Date of Award

2014

Document Type

Open Access Dissertation

Department

Political Science

First Advisor

Lee D Walker

Second Advisor

Jerel Rosati

Abstract

The expansion of financial services to the poor, now widely referred to as microfinance, quickly saw tremendous success in Bangladesh beginning in the 1970's and was exported to a number of other countries. For a time microfinance was spoken of as a panacea, in part because it is more detached from governments than other forms of poverty alleviation. I develop a model based on expected utility theory that looks at how risks associated with government policies and characteristics affect whether this mechanism eases poverty. Using a large N analysis of Latin-American states from 1990-2010 and a case study analysis to examine the economic and political development of Brazil, I find that risk of political and economic instability helps explain the effects of microfinance on poverty alleviation.
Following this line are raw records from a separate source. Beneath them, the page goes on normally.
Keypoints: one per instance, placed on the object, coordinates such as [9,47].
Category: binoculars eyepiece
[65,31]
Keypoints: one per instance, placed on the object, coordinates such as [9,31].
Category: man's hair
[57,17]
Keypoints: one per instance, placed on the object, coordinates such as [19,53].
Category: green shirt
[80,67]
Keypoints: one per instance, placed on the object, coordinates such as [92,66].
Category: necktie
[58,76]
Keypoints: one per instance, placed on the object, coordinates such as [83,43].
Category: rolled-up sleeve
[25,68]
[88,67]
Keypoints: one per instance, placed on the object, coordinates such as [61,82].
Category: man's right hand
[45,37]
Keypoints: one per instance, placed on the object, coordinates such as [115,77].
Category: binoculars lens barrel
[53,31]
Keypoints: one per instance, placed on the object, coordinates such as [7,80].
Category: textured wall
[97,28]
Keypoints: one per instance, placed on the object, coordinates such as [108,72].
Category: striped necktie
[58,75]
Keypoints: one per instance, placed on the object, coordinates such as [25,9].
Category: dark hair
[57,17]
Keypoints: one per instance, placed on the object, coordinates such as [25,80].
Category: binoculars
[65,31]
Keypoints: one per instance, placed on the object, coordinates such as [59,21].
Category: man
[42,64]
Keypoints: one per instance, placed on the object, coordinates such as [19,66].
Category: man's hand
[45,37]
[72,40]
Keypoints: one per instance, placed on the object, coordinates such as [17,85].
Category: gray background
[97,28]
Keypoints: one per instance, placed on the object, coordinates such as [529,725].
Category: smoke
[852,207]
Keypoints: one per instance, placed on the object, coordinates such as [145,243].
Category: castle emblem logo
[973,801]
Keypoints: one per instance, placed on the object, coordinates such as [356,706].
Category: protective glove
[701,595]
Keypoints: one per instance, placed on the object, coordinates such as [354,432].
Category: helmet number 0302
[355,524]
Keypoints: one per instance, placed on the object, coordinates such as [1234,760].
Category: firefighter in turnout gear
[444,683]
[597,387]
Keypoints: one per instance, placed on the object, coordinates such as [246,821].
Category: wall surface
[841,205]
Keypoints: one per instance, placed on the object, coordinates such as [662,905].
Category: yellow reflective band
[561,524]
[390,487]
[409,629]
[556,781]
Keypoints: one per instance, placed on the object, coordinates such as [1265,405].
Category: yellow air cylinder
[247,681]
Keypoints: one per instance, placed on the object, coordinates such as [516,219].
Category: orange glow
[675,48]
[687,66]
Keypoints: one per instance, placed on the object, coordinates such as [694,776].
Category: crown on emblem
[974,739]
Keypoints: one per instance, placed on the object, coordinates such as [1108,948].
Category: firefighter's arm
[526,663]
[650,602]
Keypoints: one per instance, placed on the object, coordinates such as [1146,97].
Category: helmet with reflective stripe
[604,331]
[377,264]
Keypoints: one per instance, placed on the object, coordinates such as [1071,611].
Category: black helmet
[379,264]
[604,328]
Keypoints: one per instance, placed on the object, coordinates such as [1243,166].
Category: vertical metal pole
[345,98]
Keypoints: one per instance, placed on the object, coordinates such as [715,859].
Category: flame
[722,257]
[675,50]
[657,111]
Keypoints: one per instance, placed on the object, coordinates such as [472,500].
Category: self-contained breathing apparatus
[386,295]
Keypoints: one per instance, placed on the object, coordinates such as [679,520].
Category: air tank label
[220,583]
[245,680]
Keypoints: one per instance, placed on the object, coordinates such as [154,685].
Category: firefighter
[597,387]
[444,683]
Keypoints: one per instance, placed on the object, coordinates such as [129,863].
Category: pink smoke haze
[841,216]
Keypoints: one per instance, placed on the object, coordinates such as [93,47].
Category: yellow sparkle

However, rather than stability in the political and economic system making microfinance more efficient for poverty reduction, it appears that microfinance has the greatest poverty reduction effect under conditions of instability. This may be because the type of people who borrow from microfinance institutions during higher risk times are using loans as an informal insurance mechanism, or because higher risk functions as a selection mechanism either selecting for the most lucrative uses of microfinance or selecting for people who are near or above the poverty line and not those who are well below.